Rock and pop music in Eastern European countries in the 1960s

Big-beat (also called big beat, or bigbit) was a 1960s music scene made up of rock and roll, jazz, and twist groups in Eastern Bloc countries. The term was coined as the name "rock and roll" was not approved by authorities in these nations.

==Background==
Genres of American origin, such as jazz, twist, and especially rock and roll were banned or at least hardly tolerated in Eastern Bloc countries in the mid-20th century. Such music was considered to be an element of American imperialism. Despite the official attitude, a number of jazz bands formed in the Eastern Bloc. In the 1950s, these bands included rock and roll elements in their performances. The first Polish band that played rock and roll was Rhythm and Blues, formed in 1959, and they were forced by the authorities to disband a year later. The manager of Rhythm and Blues, Franciszek Walicki, to avoid the term rock and roll, coined the term "big-beat" to refer to the band's music. In Walicki's intention, it was a pure synonym of rock and roll, but the name became widely used in reference to any popular music with a strong rhythm and a simple melodic structure, such as rhythm and blues, madison, or twist.

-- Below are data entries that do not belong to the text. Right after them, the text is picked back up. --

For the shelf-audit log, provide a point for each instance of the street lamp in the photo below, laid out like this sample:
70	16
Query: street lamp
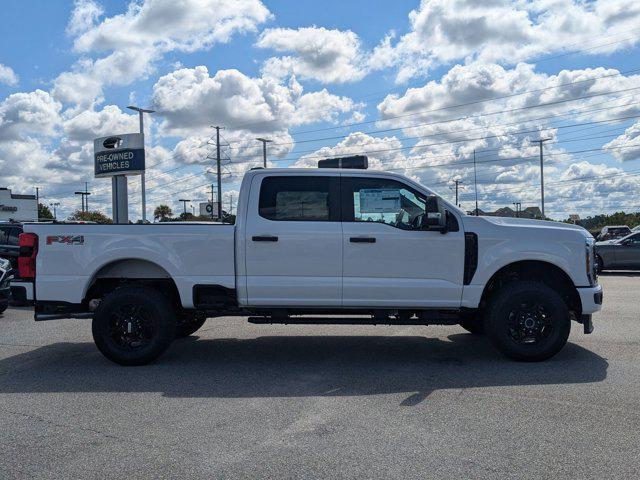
264	149
141	112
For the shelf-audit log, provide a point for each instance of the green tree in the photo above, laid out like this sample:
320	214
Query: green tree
44	213
162	213
94	216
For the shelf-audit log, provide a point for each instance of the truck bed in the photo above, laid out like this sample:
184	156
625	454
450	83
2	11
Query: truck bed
70	255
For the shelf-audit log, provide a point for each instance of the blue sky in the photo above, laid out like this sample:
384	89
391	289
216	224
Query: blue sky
441	78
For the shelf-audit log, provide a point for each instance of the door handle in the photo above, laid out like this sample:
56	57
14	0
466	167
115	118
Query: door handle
264	238
362	240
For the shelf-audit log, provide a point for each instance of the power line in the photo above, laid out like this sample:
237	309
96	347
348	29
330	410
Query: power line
475	102
519	122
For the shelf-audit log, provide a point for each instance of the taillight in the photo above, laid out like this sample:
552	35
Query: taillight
28	243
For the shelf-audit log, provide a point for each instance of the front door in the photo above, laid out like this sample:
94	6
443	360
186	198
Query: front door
294	241
389	259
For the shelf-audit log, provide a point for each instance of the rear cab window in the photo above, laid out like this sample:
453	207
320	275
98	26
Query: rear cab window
300	198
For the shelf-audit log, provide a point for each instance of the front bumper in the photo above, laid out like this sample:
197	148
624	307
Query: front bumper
591	299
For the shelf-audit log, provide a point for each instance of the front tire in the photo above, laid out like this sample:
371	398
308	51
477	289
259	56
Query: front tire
133	325
528	321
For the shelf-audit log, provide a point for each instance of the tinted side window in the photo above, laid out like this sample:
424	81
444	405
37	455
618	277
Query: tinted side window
383	201
14	234
634	239
4	231
305	198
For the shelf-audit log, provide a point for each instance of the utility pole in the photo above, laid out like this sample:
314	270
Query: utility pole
457	183
212	216
141	112
84	195
184	204
264	149
518	208
37	204
219	173
475	180
540	143
54	205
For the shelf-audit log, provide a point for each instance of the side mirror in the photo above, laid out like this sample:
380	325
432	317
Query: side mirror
433	220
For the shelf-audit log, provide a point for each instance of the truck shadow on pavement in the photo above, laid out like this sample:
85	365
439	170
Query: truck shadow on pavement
297	366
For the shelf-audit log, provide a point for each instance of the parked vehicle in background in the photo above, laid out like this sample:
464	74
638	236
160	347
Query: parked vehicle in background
370	247
5	280
612	232
9	234
619	254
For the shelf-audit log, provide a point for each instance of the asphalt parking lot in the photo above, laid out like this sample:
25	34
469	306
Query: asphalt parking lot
247	401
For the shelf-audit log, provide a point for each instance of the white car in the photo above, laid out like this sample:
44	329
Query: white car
370	246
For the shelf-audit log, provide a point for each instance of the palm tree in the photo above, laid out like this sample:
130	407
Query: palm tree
162	213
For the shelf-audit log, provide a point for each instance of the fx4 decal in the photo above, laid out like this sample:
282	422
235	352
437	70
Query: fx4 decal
66	239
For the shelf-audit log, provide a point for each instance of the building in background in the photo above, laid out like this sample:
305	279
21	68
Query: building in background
21	208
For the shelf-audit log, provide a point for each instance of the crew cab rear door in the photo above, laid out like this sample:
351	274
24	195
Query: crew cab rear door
389	261
293	240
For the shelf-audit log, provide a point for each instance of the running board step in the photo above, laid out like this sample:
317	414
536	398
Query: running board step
428	318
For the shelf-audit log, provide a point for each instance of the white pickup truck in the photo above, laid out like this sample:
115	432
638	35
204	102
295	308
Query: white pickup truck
319	245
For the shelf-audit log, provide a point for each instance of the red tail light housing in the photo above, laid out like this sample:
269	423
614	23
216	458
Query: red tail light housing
28	243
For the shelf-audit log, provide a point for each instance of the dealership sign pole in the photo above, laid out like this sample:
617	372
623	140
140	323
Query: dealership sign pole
119	156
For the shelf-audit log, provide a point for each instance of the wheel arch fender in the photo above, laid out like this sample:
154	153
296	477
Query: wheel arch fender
544	271
134	268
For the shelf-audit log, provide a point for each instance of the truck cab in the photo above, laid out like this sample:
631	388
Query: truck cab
368	247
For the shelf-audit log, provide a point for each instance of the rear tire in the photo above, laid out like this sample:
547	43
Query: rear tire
133	325
528	321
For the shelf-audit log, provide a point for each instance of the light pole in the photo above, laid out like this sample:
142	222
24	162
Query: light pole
54	205
264	149
541	142
141	112
85	199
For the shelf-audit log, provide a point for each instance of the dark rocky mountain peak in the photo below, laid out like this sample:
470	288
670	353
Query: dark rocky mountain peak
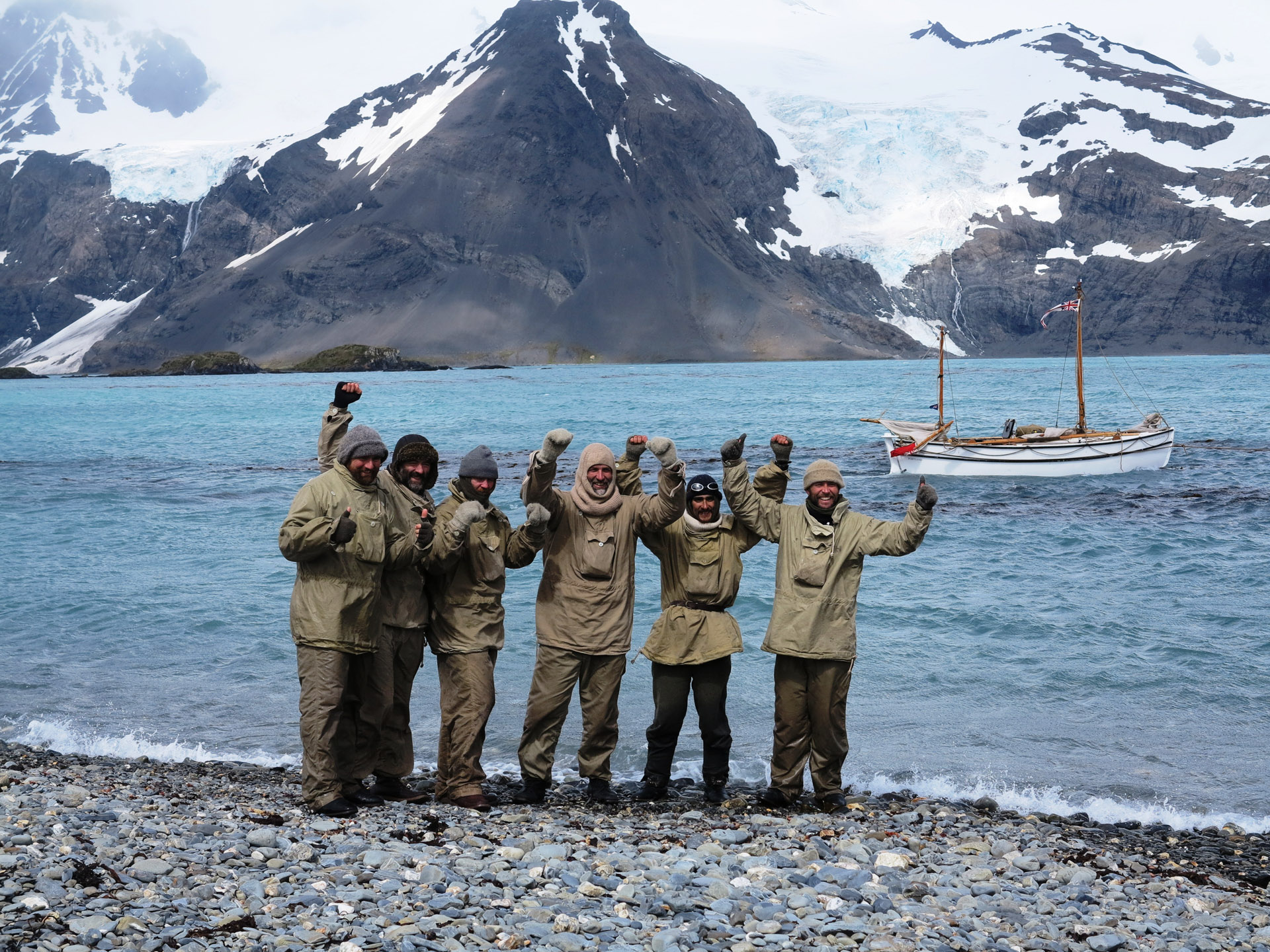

Walicki went on to form new bands, including Czerwono-Czarni and Niebiesko-Czarni, and rock and roll under the name "big-beat" became popular in Poland from the early 1960s. In Czechoslovakia and Hungary, it happened in the middle of that decade. The first rock and roll concert in the Soviet Union was performed at the Ministry of Foreign Affairs in 1966. However, in the USSR, rock was performed without a specific genre name, and rock groups were called "vocal and instrumental bands" (VIA). In Poland and Czechoslovakia, the term "big beat" or "bigbit" was mostly used, while in Hungary, it was called "beat".

In 1970s Poland, rock became called "young generation music", and it changed as progressive rock or electronic music emerged. In the 1980s, the name "rock" was already accepted by the authorities.

==Later uses of the term==
After genre names such as rock and roll were finally allowed in the Eastern Bloc, the term "big-beat" fell into obscurity. However, it made a return in the 1990s, this time on the international sphere. Rather than referring to rock genres, it became the name for a new style of electronic dance music pioneered by artists such as the Prodigy and Fatboy Slim, among others.